I reviewed the film back in October after a special screening at REDCAT where Baldwin was in attendance to answer questions. And believe me after you see the film, you’ll have questions! Starting off with: How the hell did this guy keep everything straight?
The film tells the quasi-true story about the relationship between Scientology founder L. Ron Hubbard, Kenneth Anger actress Marjorie Keller and Jet Propulsion Laboratory founder Jack Parsons. However, events are related via a futuristic spy story in which Hubbard needs to coerce Parsons into helping him build a rocketship in Las Vegas that will transport celebrities and other luminaries to his secret retreat on the moon. As a “collage narrative,” the film combines modern-day footage starring Damon Packard, Michelle Silva and Kal Spelletich shot by Baldwin along with archival footage culled from what seems like hundreds of old sci-fi, monster and spy movies, plus other random debris woven into the visual tapestry. Plus, the real Aleister Crowley makes an appearance and a race of underground monsters pop up in 13 gloriously raucous and demented chapters.
You know, it’s really hard to cram all the above info into a coherent paragraph to give an accurate enough account of the film. Yet, somehow Baldwin manages to keep it all flowing in a film that literally rockets from beginning to end. It’s a movie so dense and trippy that I named it one of my favorite films of 2008.
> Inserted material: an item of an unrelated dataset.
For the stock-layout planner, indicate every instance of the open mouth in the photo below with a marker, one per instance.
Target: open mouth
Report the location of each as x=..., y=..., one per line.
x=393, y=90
Mock Up on Mu bounced all over the world last year in festivals from Australia to Switzerland to right here in the U.S.A., so it’s good to see it plunked down in NYC for almost a full week so it can bewilder and entertain scores of Big Apple audiences. And if you don’t want to just take my word for it, David Hudson at his new IFC blog has a round-up of reviews, including J. Hoberman’s take. (As well as yours truly. Thanks, David!)